Un cran de plus dans l’entreprise de dépoussiérage post-Frank Miller du mythe de Batman. Bien plus qu’un dépoussiérage, en fait : une table rase, imposant de faire le deuil des notions mêmes de comics et de super-héros. C’est ambitieux – prétentieux, même –, ça se plantait dans le bancal et déplaisant Batman Begins, mais il faut bien l’avouer : spectacle majestueux et tortueux de la lutte contre le mal, The Dark Knight fait trouver au cinéma malin et glacé de Nolan un surprenant point d’incandescence.
Batman Begins portait un sacré coup au règne de l’allégorique et des figures burlesques évoluant dans un monde parallèle qui caractérisait d’ordinaire les comics et leurs adaptations. Si Joel Schumacher méritait de toute façon les oubliettes, le petit monde fantaisiste de Tim Burton prenait soudainement un coup de vieux. Pourtant, ce que Nolan proposait à la place ne convainquait guère. Ouvert par trente minutes d’insupportable bande-annonce de propagande sécuritaire – certes amenée à être dialectisée par la suite –, le film, incertain stylistiquement, agaçait surtout par son démontage systématique de tout mystère, sa manie pathologique à vouloir toujours tout expliquer rationnellement et minutieusement.

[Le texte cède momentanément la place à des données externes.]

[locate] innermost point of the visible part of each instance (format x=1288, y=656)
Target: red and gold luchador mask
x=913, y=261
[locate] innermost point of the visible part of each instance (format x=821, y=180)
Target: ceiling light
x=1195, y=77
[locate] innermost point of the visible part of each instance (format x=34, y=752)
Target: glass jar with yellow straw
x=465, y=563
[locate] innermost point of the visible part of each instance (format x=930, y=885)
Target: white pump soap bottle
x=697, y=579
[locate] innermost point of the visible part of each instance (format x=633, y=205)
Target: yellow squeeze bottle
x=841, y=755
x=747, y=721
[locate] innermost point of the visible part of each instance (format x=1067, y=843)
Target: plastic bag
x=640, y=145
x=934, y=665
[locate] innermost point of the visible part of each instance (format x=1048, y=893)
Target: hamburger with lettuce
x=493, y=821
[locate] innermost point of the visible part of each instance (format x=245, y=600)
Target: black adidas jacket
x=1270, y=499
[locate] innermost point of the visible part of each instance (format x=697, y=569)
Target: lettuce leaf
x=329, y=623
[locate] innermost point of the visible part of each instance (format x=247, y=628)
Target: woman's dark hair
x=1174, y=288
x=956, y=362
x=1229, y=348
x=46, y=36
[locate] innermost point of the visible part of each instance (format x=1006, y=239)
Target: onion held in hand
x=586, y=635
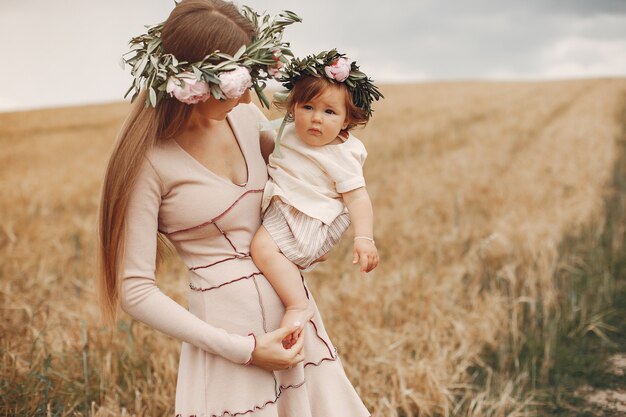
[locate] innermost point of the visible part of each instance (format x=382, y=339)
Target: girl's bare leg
x=286, y=280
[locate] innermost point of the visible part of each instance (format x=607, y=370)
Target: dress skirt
x=317, y=387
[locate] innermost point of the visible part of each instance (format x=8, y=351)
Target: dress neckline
x=210, y=172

Nolan persiste ici dans la voie d’une vision ancrée dans le monde contemporain : Gotham n’est plus le substrat gothique de New York mais une mégalopole de verre bien actuelle ; Bruce Wayne/Batman est confronté à la puissance économique chinoise et voyage à Hong Kong. Dans les films de super-héros, les personnages vivent en général dans une réalité transfigurée et on les accepte tels qu’ils sont, bariolés ou caricaturaux, sans trop se poser de questions sur leur costume ou leur maquillage, qui leur sont des attributs naturels ; ici, le maquillage du Joker, par exemple, est plus baveux, plus fait à la main, et recouvre à peine les cicatrices du « supplice de l’Homme qui rit ». Chez Nolan, tout se veut plus proche du « possible » . Mais le plus pénible a été expédié dans le film précédent : l’approche est moins obsessionnelle, plus sereine – si toutefois, dans un contexte aussi sombre, on peut parler de sérénité.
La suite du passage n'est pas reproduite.